Φύσις κρύπτεσθαι φιλεῖ.

Nature Loves to Hide.
-Heraclitus, 6th century BC

“That’s from the Caribbean, isn’t it? No!”. There’s a strange sense of privilege that comes with this deception, because after all, it is first the ‘disillusionment’ that makes for visual pleasure and appreciation of the artistic virtuosity and prompts the most varied emotions in the beholder.

Achieving this requires a certain amount of artifice.* In 2020 Emanuele began assembling photographic tableaux which derive exclusively from meticulously planned dioramic models that he conceives, fabricates, and photographs in his studio. Formally, the bare essentials of the work consist of nothing more than pieces of extruded polystyrene and polyurethane foam along with traditional sculptural materials such as clay, sand, plaster, stucco. Then he collected plastic animals, plants, shells, crystals and corals, sometimes taxidermy, incorporating them on an imaginary stage. There he could observe, study and picture them carefully. Out of this lengthy process emerges a photograph.

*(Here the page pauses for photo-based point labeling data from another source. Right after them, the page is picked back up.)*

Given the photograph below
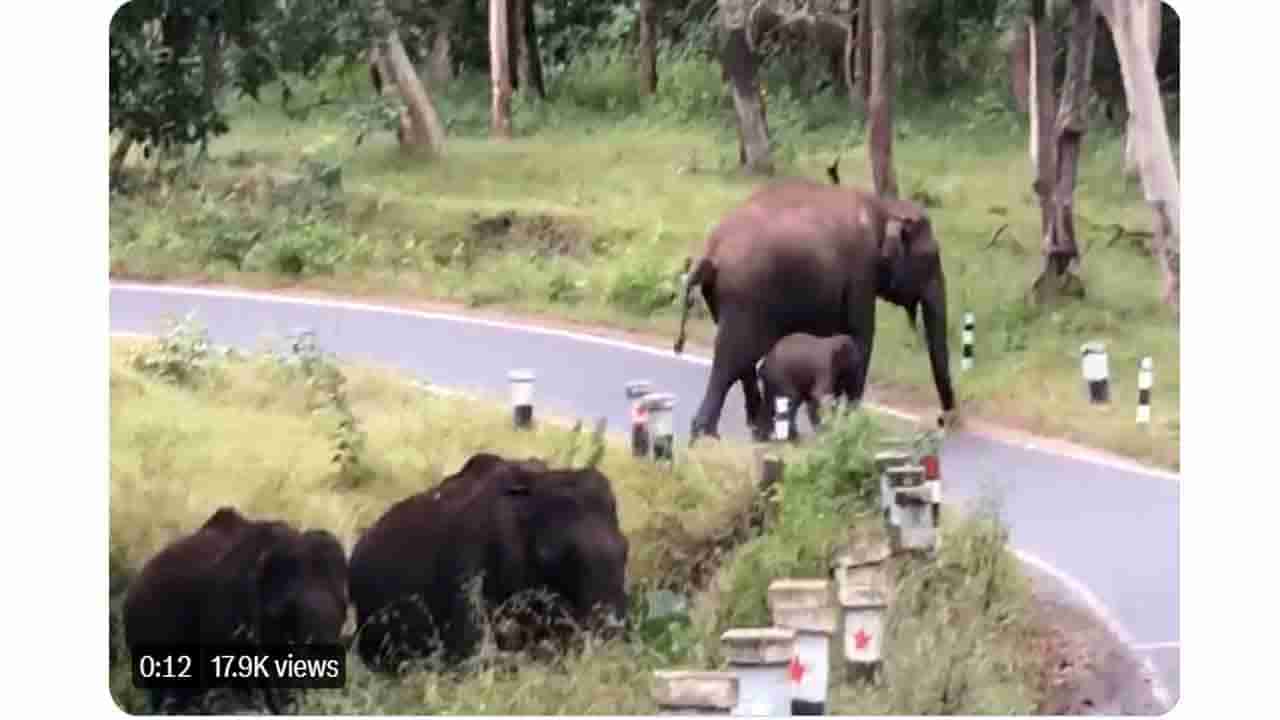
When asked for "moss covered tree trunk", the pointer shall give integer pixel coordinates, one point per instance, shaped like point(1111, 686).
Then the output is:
point(647, 17)
point(1155, 153)
point(499, 71)
point(739, 63)
point(881, 105)
point(1061, 164)
point(424, 128)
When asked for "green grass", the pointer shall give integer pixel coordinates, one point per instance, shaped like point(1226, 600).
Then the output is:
point(187, 442)
point(604, 205)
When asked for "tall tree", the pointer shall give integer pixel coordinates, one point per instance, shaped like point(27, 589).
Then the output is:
point(424, 128)
point(1060, 163)
point(524, 39)
point(740, 64)
point(1146, 22)
point(647, 17)
point(881, 105)
point(1153, 149)
point(499, 71)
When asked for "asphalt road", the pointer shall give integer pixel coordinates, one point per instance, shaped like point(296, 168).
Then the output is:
point(1107, 534)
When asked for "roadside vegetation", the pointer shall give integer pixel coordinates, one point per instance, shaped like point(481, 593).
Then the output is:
point(196, 427)
point(589, 213)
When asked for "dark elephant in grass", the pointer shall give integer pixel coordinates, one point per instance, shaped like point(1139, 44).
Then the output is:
point(804, 256)
point(238, 582)
point(807, 369)
point(519, 529)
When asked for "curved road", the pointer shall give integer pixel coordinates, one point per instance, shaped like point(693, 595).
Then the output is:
point(1106, 533)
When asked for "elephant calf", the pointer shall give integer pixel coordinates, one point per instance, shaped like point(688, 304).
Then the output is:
point(238, 582)
point(520, 529)
point(805, 369)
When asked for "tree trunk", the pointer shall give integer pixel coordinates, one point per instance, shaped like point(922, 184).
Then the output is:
point(529, 67)
point(647, 17)
point(424, 126)
point(1155, 153)
point(499, 71)
point(739, 64)
point(882, 99)
point(863, 73)
point(440, 59)
point(1146, 21)
point(1059, 244)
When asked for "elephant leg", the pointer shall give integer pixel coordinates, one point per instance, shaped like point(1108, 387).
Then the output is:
point(739, 345)
point(752, 399)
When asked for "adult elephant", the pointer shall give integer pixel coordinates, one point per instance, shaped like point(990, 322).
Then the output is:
point(804, 256)
point(237, 582)
point(519, 528)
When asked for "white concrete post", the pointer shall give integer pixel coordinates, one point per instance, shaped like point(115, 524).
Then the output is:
point(1144, 377)
point(967, 343)
point(690, 692)
point(863, 591)
point(1093, 367)
point(809, 609)
point(760, 657)
point(782, 419)
point(661, 410)
point(521, 397)
point(636, 392)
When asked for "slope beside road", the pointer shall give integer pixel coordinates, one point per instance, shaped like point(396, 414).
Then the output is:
point(1105, 536)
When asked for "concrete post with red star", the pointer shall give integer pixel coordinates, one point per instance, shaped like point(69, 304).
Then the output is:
point(808, 607)
point(863, 592)
point(691, 692)
point(760, 657)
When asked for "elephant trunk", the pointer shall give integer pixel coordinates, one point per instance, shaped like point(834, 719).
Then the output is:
point(691, 279)
point(935, 306)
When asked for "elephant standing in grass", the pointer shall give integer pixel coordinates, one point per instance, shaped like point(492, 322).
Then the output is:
point(804, 256)
point(805, 369)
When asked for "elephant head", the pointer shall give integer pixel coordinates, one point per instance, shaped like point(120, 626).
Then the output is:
point(576, 547)
point(909, 274)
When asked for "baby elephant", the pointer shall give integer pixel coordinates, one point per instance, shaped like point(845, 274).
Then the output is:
point(805, 369)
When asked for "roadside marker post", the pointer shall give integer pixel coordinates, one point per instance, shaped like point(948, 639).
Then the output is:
point(636, 392)
point(967, 340)
point(760, 657)
point(863, 591)
point(807, 606)
point(522, 397)
point(661, 408)
point(1144, 378)
point(782, 429)
point(691, 692)
point(1093, 367)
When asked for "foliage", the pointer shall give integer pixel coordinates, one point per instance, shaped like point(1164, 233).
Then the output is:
point(182, 355)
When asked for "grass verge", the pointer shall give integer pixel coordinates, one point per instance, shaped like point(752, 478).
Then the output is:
point(193, 429)
point(590, 212)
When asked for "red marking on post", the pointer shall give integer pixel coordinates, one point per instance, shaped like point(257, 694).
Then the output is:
point(932, 468)
point(862, 639)
point(796, 669)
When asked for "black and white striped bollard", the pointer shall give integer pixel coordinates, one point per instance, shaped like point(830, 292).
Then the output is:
point(808, 607)
point(967, 343)
point(691, 692)
point(782, 428)
point(661, 409)
point(1093, 367)
point(760, 657)
point(636, 392)
point(1144, 392)
point(521, 397)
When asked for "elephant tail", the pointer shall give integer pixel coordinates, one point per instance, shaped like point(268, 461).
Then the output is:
point(702, 273)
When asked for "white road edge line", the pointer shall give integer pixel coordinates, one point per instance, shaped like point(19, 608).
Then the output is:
point(1159, 689)
point(1157, 686)
point(581, 337)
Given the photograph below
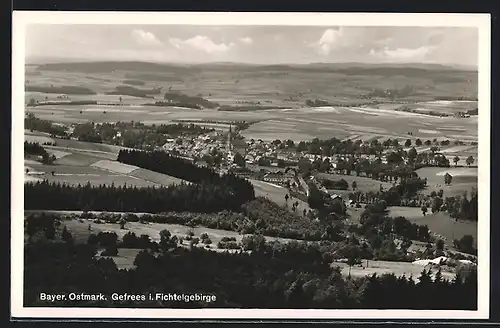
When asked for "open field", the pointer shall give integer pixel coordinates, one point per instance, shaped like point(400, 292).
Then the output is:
point(284, 87)
point(277, 194)
point(397, 268)
point(115, 167)
point(87, 165)
point(364, 184)
point(125, 258)
point(151, 229)
point(156, 177)
point(362, 123)
point(440, 223)
point(82, 175)
point(463, 179)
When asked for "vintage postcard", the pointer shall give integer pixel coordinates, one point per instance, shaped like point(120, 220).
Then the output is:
point(250, 165)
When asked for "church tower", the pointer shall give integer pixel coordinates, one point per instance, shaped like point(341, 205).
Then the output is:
point(229, 143)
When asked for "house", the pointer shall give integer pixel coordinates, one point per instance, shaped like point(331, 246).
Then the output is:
point(275, 177)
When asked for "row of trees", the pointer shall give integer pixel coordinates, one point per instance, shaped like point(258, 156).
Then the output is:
point(281, 276)
point(334, 146)
point(135, 135)
point(204, 197)
point(32, 123)
point(35, 149)
point(162, 162)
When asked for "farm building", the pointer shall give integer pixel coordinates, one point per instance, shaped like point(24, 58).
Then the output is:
point(275, 177)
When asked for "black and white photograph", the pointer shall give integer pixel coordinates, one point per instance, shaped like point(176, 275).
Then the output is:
point(230, 165)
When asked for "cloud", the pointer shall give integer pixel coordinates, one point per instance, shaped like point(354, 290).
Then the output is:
point(145, 38)
point(201, 43)
point(328, 41)
point(246, 40)
point(403, 53)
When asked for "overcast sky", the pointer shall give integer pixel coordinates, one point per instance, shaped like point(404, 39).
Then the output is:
point(254, 44)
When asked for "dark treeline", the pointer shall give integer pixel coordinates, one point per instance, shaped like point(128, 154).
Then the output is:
point(203, 197)
point(462, 207)
point(33, 123)
point(162, 162)
point(62, 89)
point(135, 92)
point(34, 148)
point(135, 134)
point(282, 276)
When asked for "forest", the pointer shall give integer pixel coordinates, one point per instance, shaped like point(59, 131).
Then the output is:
point(205, 197)
point(272, 275)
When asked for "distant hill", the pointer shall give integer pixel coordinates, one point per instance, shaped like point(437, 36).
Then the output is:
point(408, 69)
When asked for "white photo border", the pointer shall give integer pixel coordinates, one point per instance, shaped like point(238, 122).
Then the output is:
point(23, 18)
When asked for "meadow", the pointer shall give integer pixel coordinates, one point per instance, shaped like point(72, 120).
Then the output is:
point(464, 179)
point(368, 268)
point(284, 87)
point(79, 162)
point(277, 194)
point(440, 223)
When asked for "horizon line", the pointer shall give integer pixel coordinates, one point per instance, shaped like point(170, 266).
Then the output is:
point(61, 60)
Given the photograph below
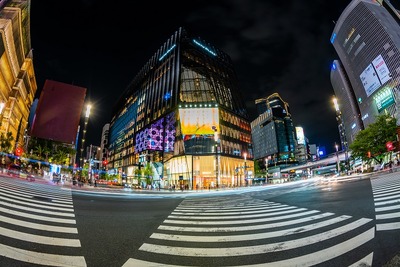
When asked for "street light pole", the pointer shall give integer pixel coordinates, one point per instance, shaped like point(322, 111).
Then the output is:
point(216, 139)
point(337, 157)
point(245, 166)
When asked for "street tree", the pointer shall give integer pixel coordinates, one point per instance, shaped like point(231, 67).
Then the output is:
point(370, 143)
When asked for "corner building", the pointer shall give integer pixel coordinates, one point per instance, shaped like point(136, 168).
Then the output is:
point(182, 121)
point(367, 40)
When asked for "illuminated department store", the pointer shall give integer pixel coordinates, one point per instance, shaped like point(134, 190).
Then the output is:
point(183, 116)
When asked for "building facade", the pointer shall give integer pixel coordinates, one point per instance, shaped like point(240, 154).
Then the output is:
point(182, 121)
point(273, 133)
point(17, 76)
point(367, 40)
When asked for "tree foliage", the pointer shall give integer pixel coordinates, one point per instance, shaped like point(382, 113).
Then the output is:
point(370, 143)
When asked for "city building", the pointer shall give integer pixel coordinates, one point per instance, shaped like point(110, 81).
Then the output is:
point(182, 121)
point(104, 143)
point(17, 76)
point(366, 77)
point(273, 133)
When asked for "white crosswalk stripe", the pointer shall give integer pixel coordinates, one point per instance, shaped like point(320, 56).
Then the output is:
point(386, 191)
point(243, 228)
point(41, 218)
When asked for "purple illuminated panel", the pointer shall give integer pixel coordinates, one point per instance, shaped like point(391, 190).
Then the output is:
point(152, 138)
point(170, 132)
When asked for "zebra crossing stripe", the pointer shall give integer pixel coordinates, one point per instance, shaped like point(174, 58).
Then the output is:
point(11, 205)
point(37, 217)
point(252, 250)
point(387, 226)
point(243, 228)
point(26, 203)
point(64, 242)
point(242, 221)
point(222, 215)
point(366, 261)
point(305, 260)
point(41, 258)
point(51, 228)
point(232, 238)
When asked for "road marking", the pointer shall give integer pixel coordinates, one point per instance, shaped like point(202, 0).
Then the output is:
point(44, 227)
point(41, 258)
point(252, 250)
point(54, 241)
point(241, 221)
point(243, 228)
point(233, 238)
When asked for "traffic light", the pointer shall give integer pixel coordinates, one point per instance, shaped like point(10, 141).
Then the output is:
point(389, 146)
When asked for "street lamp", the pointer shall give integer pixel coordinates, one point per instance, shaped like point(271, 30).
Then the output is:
point(337, 157)
point(87, 114)
point(216, 139)
point(266, 170)
point(245, 167)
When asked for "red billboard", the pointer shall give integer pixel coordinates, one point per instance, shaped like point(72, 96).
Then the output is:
point(58, 112)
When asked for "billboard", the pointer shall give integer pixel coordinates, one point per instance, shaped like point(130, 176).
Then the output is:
point(58, 112)
point(198, 121)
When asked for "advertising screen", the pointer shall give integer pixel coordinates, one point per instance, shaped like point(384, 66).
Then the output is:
point(198, 121)
point(370, 80)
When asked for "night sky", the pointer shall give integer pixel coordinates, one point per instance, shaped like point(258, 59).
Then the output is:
point(276, 46)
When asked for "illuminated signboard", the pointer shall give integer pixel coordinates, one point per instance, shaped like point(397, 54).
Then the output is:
point(370, 80)
point(381, 69)
point(383, 99)
point(300, 136)
point(198, 121)
point(156, 137)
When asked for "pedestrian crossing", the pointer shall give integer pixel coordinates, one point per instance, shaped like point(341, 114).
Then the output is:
point(37, 225)
point(243, 231)
point(386, 192)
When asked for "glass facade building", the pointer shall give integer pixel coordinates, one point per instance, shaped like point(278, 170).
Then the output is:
point(367, 40)
point(183, 117)
point(273, 133)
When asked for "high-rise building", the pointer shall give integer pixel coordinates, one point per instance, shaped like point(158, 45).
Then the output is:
point(273, 133)
point(366, 82)
point(18, 83)
point(183, 120)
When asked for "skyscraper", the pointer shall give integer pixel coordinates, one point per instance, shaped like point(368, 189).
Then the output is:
point(367, 40)
point(273, 133)
point(183, 117)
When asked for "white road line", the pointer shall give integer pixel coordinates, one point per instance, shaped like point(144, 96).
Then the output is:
point(237, 216)
point(305, 260)
point(37, 217)
point(387, 202)
point(243, 228)
point(54, 241)
point(395, 207)
point(252, 250)
point(44, 227)
point(366, 261)
point(31, 200)
point(232, 211)
point(27, 203)
point(388, 193)
point(388, 216)
point(35, 194)
point(241, 221)
point(37, 210)
point(387, 226)
point(233, 238)
point(41, 258)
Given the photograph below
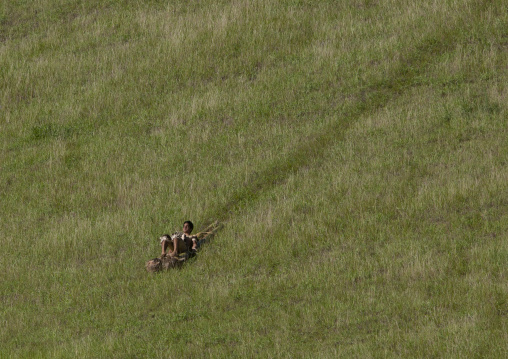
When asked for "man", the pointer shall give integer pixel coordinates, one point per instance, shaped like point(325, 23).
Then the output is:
point(179, 242)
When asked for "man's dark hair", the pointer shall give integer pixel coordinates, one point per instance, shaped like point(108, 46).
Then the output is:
point(190, 224)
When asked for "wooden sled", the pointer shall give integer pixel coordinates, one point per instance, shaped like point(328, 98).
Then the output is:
point(165, 263)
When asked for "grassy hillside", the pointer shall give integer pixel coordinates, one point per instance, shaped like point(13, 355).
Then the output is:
point(356, 153)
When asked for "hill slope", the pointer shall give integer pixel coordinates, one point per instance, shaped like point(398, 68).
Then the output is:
point(355, 152)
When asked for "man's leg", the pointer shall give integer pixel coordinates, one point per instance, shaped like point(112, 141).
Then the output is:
point(165, 244)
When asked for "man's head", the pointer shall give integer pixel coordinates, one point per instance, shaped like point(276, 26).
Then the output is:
point(187, 227)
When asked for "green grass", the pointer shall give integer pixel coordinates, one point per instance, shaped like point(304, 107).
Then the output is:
point(355, 152)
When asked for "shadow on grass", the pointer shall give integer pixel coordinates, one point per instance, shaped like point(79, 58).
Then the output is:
point(406, 74)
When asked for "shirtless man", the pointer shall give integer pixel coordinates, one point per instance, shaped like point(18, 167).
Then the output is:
point(179, 242)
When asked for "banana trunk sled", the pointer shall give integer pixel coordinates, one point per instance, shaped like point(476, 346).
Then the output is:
point(165, 262)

Through the use of materials taken in part from nature, naturalia, in part from culture, artficialia, the works on display here bear witness to artist's interest in the fanciful recreation of the landscape. In fact, Emanuele's scenes are as much replications of the real as they are detours from it. A collected specimen gains new meaning from the manner in which it is displayed and from the other artefacts placed next to it. Untouched nature versus human intervention: the two are no longer considered opposites. Where does the one finish and other begin? His intent is accordingly neither mere illustration nor imitation, but rather the gateway to a new nature writing.

Although a great part of his oeuvre is photographic, Emanuele worked much the way a set designer for a Museum of Natural Science in the early nineteenth century would do, asserting the authority of modern, secular science over the eclectic cabinets of curiosities.
In addition to the insatiable collecting from the century of the ordering of the world, the concept of an "inner perception" continues to resonate in him. Capturing a fragment of nature was seen as expressing a "state of mind", going beyond the mere reproduction of physical reality. The artistic use of blurring and soft-focus arrangements bespeak that imaginative perception topical of romantic time. You can neither explain nor understand the universe, but only intuit and reveal it.

* All pictures taken on 35mm analogue film with no means of digital interpolation.